ODIHR conducts trial-monitoring activities in an effort to assist participating States in developing policies and reforms that enhance respect for the rule of law and human rights. While these activities are aimed at having a long-term positive impact on the way justice systems function, monitoring trials can also have an immediate impact, as the presence of observers can encourage compliance with national and international fair-trial standards in an individual trial or series of cases and ultimately increase transparency and public confidence in the judiciary.

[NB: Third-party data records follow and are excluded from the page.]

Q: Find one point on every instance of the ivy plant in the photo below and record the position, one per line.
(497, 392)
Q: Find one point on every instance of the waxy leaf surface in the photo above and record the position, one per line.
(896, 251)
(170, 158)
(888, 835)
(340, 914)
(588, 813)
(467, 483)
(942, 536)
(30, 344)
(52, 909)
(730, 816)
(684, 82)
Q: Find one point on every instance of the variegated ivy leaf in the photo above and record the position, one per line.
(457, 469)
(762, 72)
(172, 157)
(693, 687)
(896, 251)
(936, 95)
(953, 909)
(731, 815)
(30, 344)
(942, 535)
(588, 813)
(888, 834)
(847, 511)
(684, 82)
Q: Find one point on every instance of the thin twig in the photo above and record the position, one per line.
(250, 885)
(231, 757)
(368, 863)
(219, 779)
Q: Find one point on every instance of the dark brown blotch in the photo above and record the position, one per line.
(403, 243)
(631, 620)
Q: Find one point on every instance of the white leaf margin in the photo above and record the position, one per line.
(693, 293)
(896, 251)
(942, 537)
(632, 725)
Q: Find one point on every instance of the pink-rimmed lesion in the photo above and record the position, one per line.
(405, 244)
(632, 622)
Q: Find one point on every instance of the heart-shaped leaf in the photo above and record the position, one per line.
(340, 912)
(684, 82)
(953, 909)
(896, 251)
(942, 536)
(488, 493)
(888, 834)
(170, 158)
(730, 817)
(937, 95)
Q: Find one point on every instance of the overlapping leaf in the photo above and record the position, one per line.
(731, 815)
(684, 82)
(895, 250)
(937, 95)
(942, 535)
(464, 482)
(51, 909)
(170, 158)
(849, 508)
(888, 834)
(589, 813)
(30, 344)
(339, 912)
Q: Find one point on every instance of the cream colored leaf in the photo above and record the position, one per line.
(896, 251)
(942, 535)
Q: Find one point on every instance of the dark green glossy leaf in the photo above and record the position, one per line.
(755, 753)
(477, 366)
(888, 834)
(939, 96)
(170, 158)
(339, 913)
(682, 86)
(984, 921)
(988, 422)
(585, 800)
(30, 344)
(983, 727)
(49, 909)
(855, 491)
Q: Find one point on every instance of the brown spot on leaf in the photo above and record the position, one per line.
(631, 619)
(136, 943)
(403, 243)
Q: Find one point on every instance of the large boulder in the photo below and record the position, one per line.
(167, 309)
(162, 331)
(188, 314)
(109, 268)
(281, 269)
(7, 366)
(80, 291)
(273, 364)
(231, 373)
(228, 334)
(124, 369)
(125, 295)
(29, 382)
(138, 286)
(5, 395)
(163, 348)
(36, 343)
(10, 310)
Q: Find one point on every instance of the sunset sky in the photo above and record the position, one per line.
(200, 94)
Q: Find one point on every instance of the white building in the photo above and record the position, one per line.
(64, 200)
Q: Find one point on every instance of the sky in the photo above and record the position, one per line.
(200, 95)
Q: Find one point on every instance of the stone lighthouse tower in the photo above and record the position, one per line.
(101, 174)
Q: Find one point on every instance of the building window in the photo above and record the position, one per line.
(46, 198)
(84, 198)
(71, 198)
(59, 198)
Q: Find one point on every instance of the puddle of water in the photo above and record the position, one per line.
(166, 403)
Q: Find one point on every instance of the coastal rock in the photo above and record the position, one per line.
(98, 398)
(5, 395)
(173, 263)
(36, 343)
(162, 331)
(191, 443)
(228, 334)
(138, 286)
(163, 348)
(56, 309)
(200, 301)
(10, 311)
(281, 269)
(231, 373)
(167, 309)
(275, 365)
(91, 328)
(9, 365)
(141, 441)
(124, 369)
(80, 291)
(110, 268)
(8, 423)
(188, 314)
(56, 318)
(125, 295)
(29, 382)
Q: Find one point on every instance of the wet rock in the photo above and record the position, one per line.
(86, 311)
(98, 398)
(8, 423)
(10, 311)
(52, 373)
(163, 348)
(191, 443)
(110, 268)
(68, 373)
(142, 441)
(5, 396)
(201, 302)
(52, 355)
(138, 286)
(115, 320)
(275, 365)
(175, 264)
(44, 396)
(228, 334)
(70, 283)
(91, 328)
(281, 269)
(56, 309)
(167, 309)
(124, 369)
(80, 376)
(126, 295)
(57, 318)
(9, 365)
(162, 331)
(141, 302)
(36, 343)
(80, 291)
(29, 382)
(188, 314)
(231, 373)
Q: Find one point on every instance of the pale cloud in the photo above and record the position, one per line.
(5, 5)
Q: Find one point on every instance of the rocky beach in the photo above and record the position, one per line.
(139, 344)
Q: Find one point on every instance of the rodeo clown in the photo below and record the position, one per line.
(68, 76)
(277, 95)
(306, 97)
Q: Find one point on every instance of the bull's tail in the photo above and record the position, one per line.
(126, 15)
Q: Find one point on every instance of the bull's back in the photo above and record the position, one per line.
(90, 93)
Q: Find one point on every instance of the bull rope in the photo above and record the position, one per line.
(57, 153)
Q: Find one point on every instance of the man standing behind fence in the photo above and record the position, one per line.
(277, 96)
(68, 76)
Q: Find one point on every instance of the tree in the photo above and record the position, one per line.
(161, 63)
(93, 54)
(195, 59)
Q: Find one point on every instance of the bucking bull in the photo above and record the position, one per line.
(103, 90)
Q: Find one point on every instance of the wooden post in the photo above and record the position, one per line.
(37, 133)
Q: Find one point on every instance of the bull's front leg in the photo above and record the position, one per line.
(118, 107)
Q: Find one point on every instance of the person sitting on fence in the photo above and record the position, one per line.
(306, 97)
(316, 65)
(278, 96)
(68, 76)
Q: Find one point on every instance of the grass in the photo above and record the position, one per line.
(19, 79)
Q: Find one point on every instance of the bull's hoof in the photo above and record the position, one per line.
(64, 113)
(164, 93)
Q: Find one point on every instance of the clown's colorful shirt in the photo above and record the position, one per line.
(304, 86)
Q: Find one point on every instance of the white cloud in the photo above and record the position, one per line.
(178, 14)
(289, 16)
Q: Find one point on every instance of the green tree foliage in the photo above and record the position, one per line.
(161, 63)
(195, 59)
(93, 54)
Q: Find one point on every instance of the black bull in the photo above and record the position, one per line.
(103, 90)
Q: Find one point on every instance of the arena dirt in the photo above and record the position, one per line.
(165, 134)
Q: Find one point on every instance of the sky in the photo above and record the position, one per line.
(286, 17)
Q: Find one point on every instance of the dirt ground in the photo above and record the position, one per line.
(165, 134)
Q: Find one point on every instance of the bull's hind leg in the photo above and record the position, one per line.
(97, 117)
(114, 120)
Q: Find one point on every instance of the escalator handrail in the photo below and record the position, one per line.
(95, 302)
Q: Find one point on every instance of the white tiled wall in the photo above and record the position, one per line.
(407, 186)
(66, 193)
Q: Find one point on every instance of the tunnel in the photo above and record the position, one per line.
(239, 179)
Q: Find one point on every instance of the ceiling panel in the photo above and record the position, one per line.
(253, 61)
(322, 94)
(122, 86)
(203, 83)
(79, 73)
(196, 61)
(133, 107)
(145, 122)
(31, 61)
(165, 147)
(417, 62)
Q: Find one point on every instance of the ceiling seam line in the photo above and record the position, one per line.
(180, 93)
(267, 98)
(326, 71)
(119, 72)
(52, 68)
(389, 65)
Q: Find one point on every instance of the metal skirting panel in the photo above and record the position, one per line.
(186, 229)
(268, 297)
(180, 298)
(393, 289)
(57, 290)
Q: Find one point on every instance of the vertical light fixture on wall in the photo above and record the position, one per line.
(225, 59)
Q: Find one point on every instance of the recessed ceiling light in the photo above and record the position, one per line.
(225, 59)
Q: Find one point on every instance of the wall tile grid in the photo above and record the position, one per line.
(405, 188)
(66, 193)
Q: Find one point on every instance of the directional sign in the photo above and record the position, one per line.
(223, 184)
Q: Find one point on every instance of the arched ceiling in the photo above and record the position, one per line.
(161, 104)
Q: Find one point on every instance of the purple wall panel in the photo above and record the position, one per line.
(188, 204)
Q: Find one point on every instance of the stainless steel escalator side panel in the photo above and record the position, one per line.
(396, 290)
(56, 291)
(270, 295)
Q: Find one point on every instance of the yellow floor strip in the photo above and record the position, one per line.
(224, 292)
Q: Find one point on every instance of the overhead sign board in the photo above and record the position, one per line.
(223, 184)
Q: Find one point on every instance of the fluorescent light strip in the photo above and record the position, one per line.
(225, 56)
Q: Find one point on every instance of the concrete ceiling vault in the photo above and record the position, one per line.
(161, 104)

An example is ODIHR's monitoring of trials stemming from the violence that followed the March 2008 presidential election in Armenia. In the final report on the project, ODIHR outlined a number of shortcomings in how the legal system handled the cases and also offered recommendations to assist the Armenian authorities in their efforts to improve the administration of criminal justice in the country. This formed the basis for a number of follow-up activities ODIHR is carrying out with the Armenian authorities. 

In addition to carrying out its own trial-monitoring activities, ODIHR also plays an important role in supporting similar activities conducted by OSCE field operations. For this purpose, ODIHR facilitates annual meetings on trial monitoring for all OSCE field operations carrying out programmes that monitor trials or legal systems in general. ODIHR used the experiences shared at these meetings to draft a reference manual for trial-monitoring practitioners.

To ensure that the knowledge and experience gained over recent years is available to future trial-monitoring programmes, ODIHR is gathering, storing, and sharing knowledge about how to monitor trials, and developing an information- and knowledge-management system and a legal database. These tools are meant to be utilized by trial monitors in their day-to-day work. They will also facilitate ODIHR’s training of partner organizations in the area of trial monitoring and thus ensure sustainability of related programmes.

The Office is expanding its traditional scope of monitoring from criminal proceedings to administrative justice, as administrative courts emerge in many new democracies and OSCE field operations start monitoring administrative proceedings. Work has begun on new guidelines for monitoring administrative justice.